SUMMARY: Substance use of alcohol and cigarettes among Asian youth poses a significant public health challenge. In 2011, the National Survey on Drug Use and Health (NSDUH) found that 7.1% of Asian American adolescents between the ages 12-17 reported having used alcohol in the past month in the United States. Additionally in the city’s Chinatown, 13%, 35%, 39% for 8th, 10th and 12th grade respectively reported having used alcohol in the past 30 days according to the 2012 Illinois Youth Survey. Early onset drinking increases the risk for unintentional physical harm, unprotected sex, physical violence, educational failure, and possible interference with both physiological and brain growth and development.
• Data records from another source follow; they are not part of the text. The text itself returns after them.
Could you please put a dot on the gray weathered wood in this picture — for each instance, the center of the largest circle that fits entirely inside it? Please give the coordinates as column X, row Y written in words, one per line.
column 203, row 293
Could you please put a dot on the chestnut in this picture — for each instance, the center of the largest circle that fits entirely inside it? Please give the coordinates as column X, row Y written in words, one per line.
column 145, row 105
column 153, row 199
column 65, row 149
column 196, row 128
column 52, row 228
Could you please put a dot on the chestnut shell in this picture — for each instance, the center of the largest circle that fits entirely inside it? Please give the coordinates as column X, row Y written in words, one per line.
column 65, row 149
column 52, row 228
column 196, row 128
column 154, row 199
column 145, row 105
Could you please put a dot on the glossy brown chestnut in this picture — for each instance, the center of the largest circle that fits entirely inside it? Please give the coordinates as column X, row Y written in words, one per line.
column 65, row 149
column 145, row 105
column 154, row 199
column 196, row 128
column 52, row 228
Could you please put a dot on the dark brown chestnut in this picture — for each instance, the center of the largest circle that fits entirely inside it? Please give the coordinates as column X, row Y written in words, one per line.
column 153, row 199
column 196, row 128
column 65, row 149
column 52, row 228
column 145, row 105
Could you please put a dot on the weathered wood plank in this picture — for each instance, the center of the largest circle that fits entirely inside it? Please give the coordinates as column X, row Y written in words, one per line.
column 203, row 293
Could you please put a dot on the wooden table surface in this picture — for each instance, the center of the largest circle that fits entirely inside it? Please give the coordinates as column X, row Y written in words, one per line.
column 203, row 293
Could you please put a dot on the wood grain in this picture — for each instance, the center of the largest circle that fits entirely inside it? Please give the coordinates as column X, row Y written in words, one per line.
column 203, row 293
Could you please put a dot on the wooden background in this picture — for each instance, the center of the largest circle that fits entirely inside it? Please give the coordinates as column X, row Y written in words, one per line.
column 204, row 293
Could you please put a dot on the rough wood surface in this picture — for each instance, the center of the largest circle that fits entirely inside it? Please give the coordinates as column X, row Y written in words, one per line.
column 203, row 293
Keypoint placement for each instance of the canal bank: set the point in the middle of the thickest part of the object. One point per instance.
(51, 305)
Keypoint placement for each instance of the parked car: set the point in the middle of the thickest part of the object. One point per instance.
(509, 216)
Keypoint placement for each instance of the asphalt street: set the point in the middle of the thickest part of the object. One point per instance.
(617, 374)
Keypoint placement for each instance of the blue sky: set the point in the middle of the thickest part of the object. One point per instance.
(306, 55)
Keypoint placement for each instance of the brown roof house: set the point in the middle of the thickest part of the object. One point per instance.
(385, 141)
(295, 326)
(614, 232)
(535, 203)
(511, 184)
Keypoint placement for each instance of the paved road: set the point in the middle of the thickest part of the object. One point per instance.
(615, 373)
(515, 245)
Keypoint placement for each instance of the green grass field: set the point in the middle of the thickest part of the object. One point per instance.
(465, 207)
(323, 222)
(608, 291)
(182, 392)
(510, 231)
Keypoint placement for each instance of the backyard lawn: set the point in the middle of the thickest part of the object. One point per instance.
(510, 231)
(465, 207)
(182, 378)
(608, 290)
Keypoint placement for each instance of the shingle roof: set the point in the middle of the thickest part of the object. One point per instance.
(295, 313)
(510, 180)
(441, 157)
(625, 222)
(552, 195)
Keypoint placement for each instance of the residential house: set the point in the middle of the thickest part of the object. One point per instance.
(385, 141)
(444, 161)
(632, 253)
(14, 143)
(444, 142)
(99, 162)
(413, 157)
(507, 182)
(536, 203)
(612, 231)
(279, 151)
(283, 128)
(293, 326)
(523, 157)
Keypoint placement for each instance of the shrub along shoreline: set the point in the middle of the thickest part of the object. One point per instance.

For smoking behaviors among youth, access to cigarettes poses an important risk factor. According to the 2010 Illinois Youth Survey for Chinatown and surrounding neighborhoods of Armour Square and Bridgeport, 82% of 12th grade students from the target community reported that it would be very easy to obtain cigarettes, compared to 75% among 12th graders city-wide. Family behaviors and attitudes toward smoking, and parental lack of guidance and setting of rules around cigarette use increase risk for smoking among adolescents. Data collected between 2006-2008 by the Chicago Asian Community Surveys (CACS) Project, a research initiative led by the Asian Health Coalition, revealed that 31% of the adult males in Chinatown smoke. This is above Chicago’s current rate of 18%, and the national smoking rate of 18.1%. Asians are the fastest growing racial group in the United States so the health of these adolescents is an increasing concern.
Substance use of alcohol and tobacco among Asian American youth poses a significant public health challenge. Asians are the fastest growing racial group in the United States so the health of these adolescents is an increasing concern.